A mí, espectador perdido de la fiesta me sorprendió tanto la belleza de los hombres, dueños de grandes haciendas ganaderas y expertos caballistas, como la dureza y habilidad de los chagras, que sobre tordos animales, casi siempre saturados de “chicha” y “duro” recorren velozmente las calles sin crear problemas ni producir accidentes.

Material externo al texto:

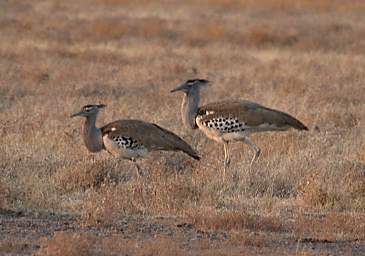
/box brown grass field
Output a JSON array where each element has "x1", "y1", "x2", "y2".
[{"x1": 0, "y1": 0, "x2": 365, "y2": 256}]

A lo largo de la mañana, los representantes de las haciendas más renombradas de la sierra, los de Solanda, Huaricama, Januharaco, Huagrahuasí y otras, lucieron sus galas y su porte sobre Machachi. Con el paso del tiempo, el gentío fue amalgamándose, el licor hermanó a hombres y mujeres. La fiesta, que empezó ordenada y jovial, fue perdiendo su poderío y pujanza. El pueblo fue lentamente despoblándose, cada grupo, tras participar en el rodeo, retornó a su hacienda a festejar, comiendo y bebiendo, su día grande. Los turistas se refugiaron en los distintos hostales y salones de la carretera y los grupos étnicos serranos tomaron los prados y las calles como centro de reunión o como restaurante campestre.
Cuando por la tarde, envuelto en esa lluvia fría de la sierra abandoné Machachi, el pueblo había retomado su normalidad, solo quedaban calles vacías, sucias tras la fiesta de la mañana, ambiente gris y plomizo, algún que otro borracho tirado en el asfalto y grupos familiares retirándose silenciosamente hacia sus casas.
No sé si por mi estado, o por el gris-oscuro del ambiente y de la gente, la fiesta de la chagrería había quedado en mi mente como algo agreste y frío. Quizás fuera cierto, tal vez así se representaba la dureza de esos serranos que viven, comen y duermen sobre sus monturas, que se cubren del frío bajo sus grandes ponchos y que se confortan con el calor del “duro” y con la doma de esos animales bravíos, para ellos amigos y compañeros inseparables.